British Airways, American Airlines, and Virgin Atlantic Airways, alternatively, all have flights that arrive before 7 a.m., giving business travelers the early bird advantage to tackle early meetings or more time to prepare for afternoon engagements.
JetBlue’s flights to Gatwick Airport are better timed for business travelers, departing New York at 7:50 p.m. and arriving in London at 7:55 a.m.
On the return, the Heathrow flight departs London at 1:55 p.m. and arrives in New York at 6:49 p.m. while the Gatwick flight departs London at 12 p.m. and arrives in New York at 4:48 p.m. Both arrival times conflict with rush hour traffic in New York City and give travelers little time to adjust to being in a new city before it’s time for bed.
A lack of partner airlines on the route
JetBlue is largely flying solo across the Atlantic, despite having a network of partner airlines on both sides of the pond. And in the event something goes wrong, whether it be a delay or cancellation, that could mean passengers are left without a backup option.
American Airlines has British Airways, Delta Air Lines has Virgin Atlantic Airways, and United Airlines has Air Canada, and vice versa, each offering multiple ways of getting between New York and London. JetBlue doesn’t have those same partnerships where travelers can simply be moved to a partner airline in case something goes wrong.
American is a JetBlue partner through the Northeast Alliance but it remains to be seen whether JetBlue will rebook flyers onto American flights if one of its own flights is delayed or canceled.

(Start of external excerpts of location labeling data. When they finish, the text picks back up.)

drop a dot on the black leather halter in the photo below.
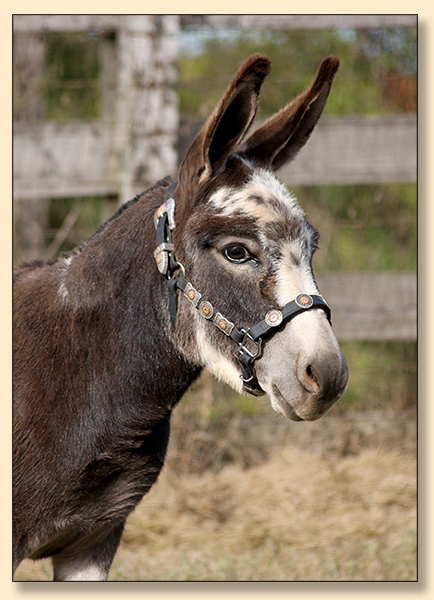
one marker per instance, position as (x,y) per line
(249,341)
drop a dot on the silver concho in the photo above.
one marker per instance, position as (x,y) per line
(304,301)
(206,309)
(273,318)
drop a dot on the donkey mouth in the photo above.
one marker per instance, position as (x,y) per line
(283,406)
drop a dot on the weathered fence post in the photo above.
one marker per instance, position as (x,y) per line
(146,122)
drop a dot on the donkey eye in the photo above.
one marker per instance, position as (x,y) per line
(238,254)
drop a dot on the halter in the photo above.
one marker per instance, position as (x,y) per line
(249,341)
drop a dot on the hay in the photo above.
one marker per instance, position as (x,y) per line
(294,503)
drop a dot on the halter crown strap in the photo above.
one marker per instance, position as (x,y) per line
(249,341)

JetBlue does have the benefit of a second daily flight to London’s other area airport, Gatwick. But there will only be so many seats available to give to disrupted passengers.
Where JetBlue does offer great value for business travelers
The new Mint business class onboard JetBlue’s transatlantic aircraft does offer travelers a wide variety of amenities that surpass what rival carriers are offering. Mint travelers will be able to stay connected throughout the entire journey with high-speed satellite WiFi that’s free of charge in business class.
When it comes to onboard dining, JetBlue has partnered with Delicious Hospitality Group, which operates restaurants in New York City, to cater the business class experience. Flexible dining is available for those that want to focus on work or get straight to sleep.
And the seats themselves are a step up from JetBlue’s initial Mint product with brand-new private suites. All Mint suites have fully closable doors and do not disturb buttons to maximize downtimes.
JetBlue offers what is arguably the most convenient way to fly to London because of the aircraft type it flies on the route. The Airbus A321neoLR is an incredibly nimble and capable aircraft that JetBlue has outfitted with a mere 138 seats.
The result, as I found, was a smoother experience without a lot of the stresses that normally accompany international travel. I felt no different on the London flight than if I was flying JetBlue to, say, Florida.
Not many airlines can offer that type of convenience and it made the flying experience all the more enjoyable. But JetBlue does have some downsides that need to be reconciled in order to be a true friend to business travelers on the route.
Insider paid JetBlue Airways a media rate to fly between London and New York.